Fortunately, I received a reminder of the importance of in-person public diplomacy earlier this week. As part of my trip across the Middle East, I gave many public presentations on how social media is used by the United States government in our public diplomacy efforts. I’d done this in the West Bank, Amman, and finally in Cairo.

Presentation to the Faculty of Media and Communication, Cairo University
Presentation to the Faculty of Media and Communication, Cairo University

This past Tuesday I spoke to the faculty and students of Cairo University’s Faculty of Mass-Communications and the Faculty of Economics and Political Science. Here is the presentation I used (PPTX). I can say, without a doubt, they asked some of the most challenging questions I’ve received about social media. Their interests were wide and varied. They asked about the risks that social media could detach us from our real-world lives, the use of these tools by the Egyptian government, the role of social media in the release of Iraq war documents on Wikileaks, and much more.

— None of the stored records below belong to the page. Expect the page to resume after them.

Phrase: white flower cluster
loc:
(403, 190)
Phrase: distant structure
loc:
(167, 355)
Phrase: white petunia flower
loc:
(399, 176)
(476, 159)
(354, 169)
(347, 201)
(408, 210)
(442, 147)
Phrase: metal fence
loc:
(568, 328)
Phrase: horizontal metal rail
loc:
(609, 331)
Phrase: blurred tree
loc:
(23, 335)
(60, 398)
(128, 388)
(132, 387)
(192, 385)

Opinions were also quite diverse. Several individuals asked pointed questions about U.S. government control of the media. As the recent mid-term elections and the ever-shifting popularity of American policies demonstrate, we operate in a very challenging media landscape in which we often have little power to control the message. As I noted in the discussion, if the U.S. government is so good at this, they wouldn’t need me!

A professor of the Faculty of Media and Communications
A professor of the Faculty of Media and Communications

Conversely, the Wikileaks questions often focused on how the U.S. government is quite powerless to control even its own information. Unfortunately, since this isn’t an area I focus on I feel I wasn’t able to sufficiently address the questions. If you’re interested in the Wikileaks Iraq documents story the New York Times has a great special feature on the subject.

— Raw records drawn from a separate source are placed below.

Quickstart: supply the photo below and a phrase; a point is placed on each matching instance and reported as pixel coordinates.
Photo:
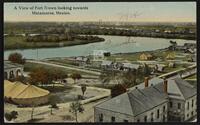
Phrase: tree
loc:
(146, 70)
(129, 78)
(39, 75)
(16, 58)
(11, 115)
(118, 89)
(83, 88)
(107, 76)
(53, 103)
(76, 107)
(76, 76)
(32, 111)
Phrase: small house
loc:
(170, 56)
(107, 65)
(81, 61)
(171, 65)
(146, 56)
(130, 66)
(160, 67)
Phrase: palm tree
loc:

In addition to the challenging discussion, I was also very impressed with how Egyptians are using social media to improve their society. One project is using social media and online maps to combat sexual harassment. Another campaign uses these tools to help keep Alexandria clean, an effort that has gotten widespread media attention and compelled the local government to act. Others are using social media to create connections between ordinary Americans and Egyptians to correct stereotypes and improve relations.

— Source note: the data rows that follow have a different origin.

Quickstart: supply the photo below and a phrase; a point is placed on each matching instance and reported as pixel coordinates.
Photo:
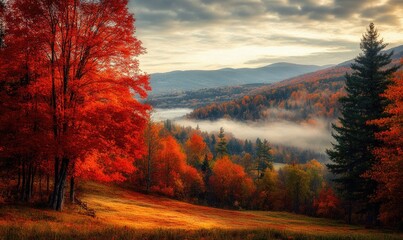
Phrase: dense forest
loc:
(70, 111)
(310, 96)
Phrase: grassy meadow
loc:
(122, 214)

The past three weeks have been a whirlwind of activity: events, interviews, chats over tea, seeing astonishing landscapes, experiencing remarkable history, and so much more. However, it is the friendships that were started that I find most important. And, naturally, we’ll be continuing these friendships over social media until my return!

This post has 5 Comments

  1. Great report Darren. I think you summed up some of the concerns very well. I am looking forward to following up on your visit and we have some ideas.

  2. it was really an interesting session,,,,Your presentation was great and hope to see you again in our faculty.

  3. Your writing style is fantastic, Darren! I really enjoyed reading the article and we U.S. Embassy Cairo benefitted a lot from your visit and presentations. Very inspiring. Thanks amillion for your extensive efforts sharing your expertise with us in teh Middle East.

  4. Thank you all for the very nice comments! I really enjoyed my time in Egypt and the day at Cairo University was very much a highlight of the visit.